I use basic tools (not too many advanced tools) because my role is primarily  an instructor, mentor, and advisor. My goal is to communicate “what to do”, “why do it”, and “which methods to use”, with a bit of “how to do it”. I use some simple scripting languages like Matlab, and I am beginning to learn more Python – I use these for project-specific Markov Modeling and Monte Carlo Modeling. I also use data mining packages that are easily accessible online, plus some statistical modeling packages with specific capabilities (e.g., Bayesian modeling, regression). Since my role in my organization is more senior and advisory, that works for me. This is not typical for most data scientists.

In your Ted talk “Big data, small world” you talked about novelty discovery, class discovery, and association’s discovery. But you gave a special mention to association discovery, is there a specific reason for that?  

Association discovery is one of the four basic methods of unsupervised discovery (i.e., finding patterns and trends in data without requiring labeled training data). The four methods are class discovery (i.e., clustering or segmentation), novelty discovery (i.e., outlier detection), correlation discovery (e.g., Principal Component Analysis, or Regression Modeling), and finally association discovery (i.e., link mining, or market basket analysis). I focused on the latter (association mining) in my TedX talk for two primary reasons: (1) I wanted to present several fun and interesting examples of association mining that work well with a general audience; and (2) my talk was specifically focused on how we can use big data to discover interesting connections, relationships, and associations among persons, places, products, and events. My talk mentioned the well-known concept of “6 degrees of separation” as an illustration of how a similar concept (association discovery) in big data is producing some amazingly useful and interesting discoveries.

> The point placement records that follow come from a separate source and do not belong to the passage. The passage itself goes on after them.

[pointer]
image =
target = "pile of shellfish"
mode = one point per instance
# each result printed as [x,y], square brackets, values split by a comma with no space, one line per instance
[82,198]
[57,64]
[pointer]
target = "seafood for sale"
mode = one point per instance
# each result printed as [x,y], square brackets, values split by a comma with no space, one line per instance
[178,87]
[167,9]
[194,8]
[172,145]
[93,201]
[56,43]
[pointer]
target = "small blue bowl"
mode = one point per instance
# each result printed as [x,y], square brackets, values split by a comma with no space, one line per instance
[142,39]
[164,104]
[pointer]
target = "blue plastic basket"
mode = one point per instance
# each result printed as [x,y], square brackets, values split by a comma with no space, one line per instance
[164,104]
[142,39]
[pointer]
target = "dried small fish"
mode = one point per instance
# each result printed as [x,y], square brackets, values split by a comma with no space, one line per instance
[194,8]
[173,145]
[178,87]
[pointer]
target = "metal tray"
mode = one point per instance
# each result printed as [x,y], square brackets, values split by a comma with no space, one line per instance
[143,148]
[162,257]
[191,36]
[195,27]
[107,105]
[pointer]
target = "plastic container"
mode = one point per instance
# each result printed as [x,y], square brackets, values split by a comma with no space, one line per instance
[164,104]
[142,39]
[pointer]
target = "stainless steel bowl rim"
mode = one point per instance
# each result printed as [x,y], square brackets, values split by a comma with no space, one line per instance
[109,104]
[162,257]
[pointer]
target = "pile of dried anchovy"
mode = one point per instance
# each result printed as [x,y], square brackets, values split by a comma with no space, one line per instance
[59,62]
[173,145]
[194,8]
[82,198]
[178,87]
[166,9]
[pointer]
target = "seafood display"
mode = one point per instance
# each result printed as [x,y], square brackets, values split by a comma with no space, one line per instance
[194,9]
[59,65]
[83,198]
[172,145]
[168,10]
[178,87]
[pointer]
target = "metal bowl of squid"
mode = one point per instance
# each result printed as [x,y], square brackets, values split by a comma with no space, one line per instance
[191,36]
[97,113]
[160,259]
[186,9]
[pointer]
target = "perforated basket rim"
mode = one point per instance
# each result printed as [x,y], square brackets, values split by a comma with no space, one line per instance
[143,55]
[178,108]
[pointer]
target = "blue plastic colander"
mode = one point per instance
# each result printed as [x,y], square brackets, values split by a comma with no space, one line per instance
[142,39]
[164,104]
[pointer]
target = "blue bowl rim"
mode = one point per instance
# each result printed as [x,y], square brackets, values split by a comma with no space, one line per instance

Data Scientist has been termed as the sexiest job of 21st century. Do you agree? What advice would you give to people aspiring a long career in Data Science? 

Yes, I agree with that label. For me, that means that data science is attracting the best and brightest young people (as well as more experienced persons) to the field. These individuals see many opportunities for data scientists and how interesting, exciting, powerful, beneficial, and diverse those options can be. The field is so much better and so much richer, thanks to these persons’ contributions. I am constantly in awe of this new breed of data scientists, who (in some cases) are younger than my own children! I encourage aspiring career data scientists to be lifelong learners, to continue to explore new ways of doing things, to have a broad vision to where their talents can deliver great benefits to others, and to focus on developing the top four C’s of data science aptitudes: Curious, Communicative, Creative, and Courageous problem-solver.